Sen şimdi yılgınlığın kıyısında tedirgin duruyorsun. Korkun öfkene karışmış, aklın belirsizlik sisine dalmış, önünü göremiyor gibisin. Her köşe başında, her durak önünde, kalabalıkta ya da yalnızken, bir dükkâna girerken, bir pastanede otururken üzerine kara ölüm bulutu çökebilir gibi hissediyorsun.

Sokaklar, caddeler, otobüsler, vapurlar tekinsiz. Elinde olmadan evine kapanmak istiyorsun. Ev, bildiğin güvenli tek yermiş gibi geliyor. Ama evde beklemek daha da zor. Evde daha savunmasız hissetmeye başlıyorsun kendini. Eşinin, anan baban, çocuklarının, arkadaşının yanında olması bu hissi azaltmak yerine artırıyor. Güven vermesini umduğun ev kıstırıldığın bir kapana dönüşmeye başlıyor, çünkü yalnızlaştırıp yalıtıyor seni.

Ne zaman geleceğini bilmediğin tehlikeyi her an olabilecekmiş gibi hissedersin. En kötüsü mutlaka olacağını bildiğinin ne zaman ve nerede olacağını tahmin edememektir. Kaçamayacağını sandığın bir tehditle dehşete kapılmaya başladığında başkalarının yanında olmak istersin. İnsan, insanlaşmaya başladığından bu yana kendini grup içinde güvende hisseder. Ama her toplanma girişimi bu kez içine girdiğin kalabalığı hedef haline getirme riski taşıdığından korkunu da artırır.
Bu açmaz; yalnız kalamamak ama kalabalıkta da hedef gibi hissetmek, seni daha güçlü gibi hissettiğinin yanına itmeye başlar. Kim seni koruyabilecek gibi görünüyorsa, kim vaat ediyorsa canını kurtaracağını, kimin elindeki silah daha güçlüyse onun yanı güvenliymiş gibi görünmeye başlar.
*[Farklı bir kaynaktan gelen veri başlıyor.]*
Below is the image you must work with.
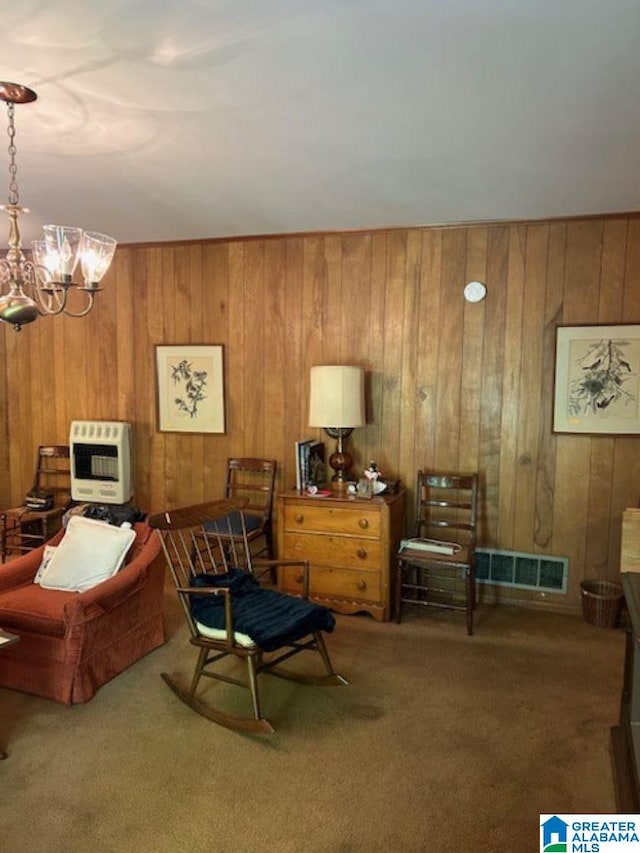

İşte en büyük tuzak tam da güvenliği vaat edenin çağrısıdır. Çağrısına uyup, yanına gittiğinde sana da bir silah uzatır çünkü. Öldürmeliyiz der, öldürmeliyiz yoksa onlar bizi öldürecek! Ne zaman ‘biz’ olduğunu ve ‘onlar’ın kim olduklarını ve neden sana da düşman olduğunu anlayamazsın bile. Sana hemen onları tanımlamaya başlarlar. Çok basittir onları anlamak, biz olmayan herkes! Peki, biz kimiz? Bizi ve onları ayıran tek ölçüt, yanına gittiğimizin yanında ya da karşısında olmaktır! En küçük bir duralamanda yanına gittiğinin kaşları çatılır, gözlerini üzerine diker ve ‘ya bizdensin ya düşmansın’ der. Uzattığı silahı alırsan öldürmen gerekecek, almazsan da seni öldürecekler gibi olur. Ölümden korunayım derken ya öldürme ya ölme açmazına yakalanmış olursun.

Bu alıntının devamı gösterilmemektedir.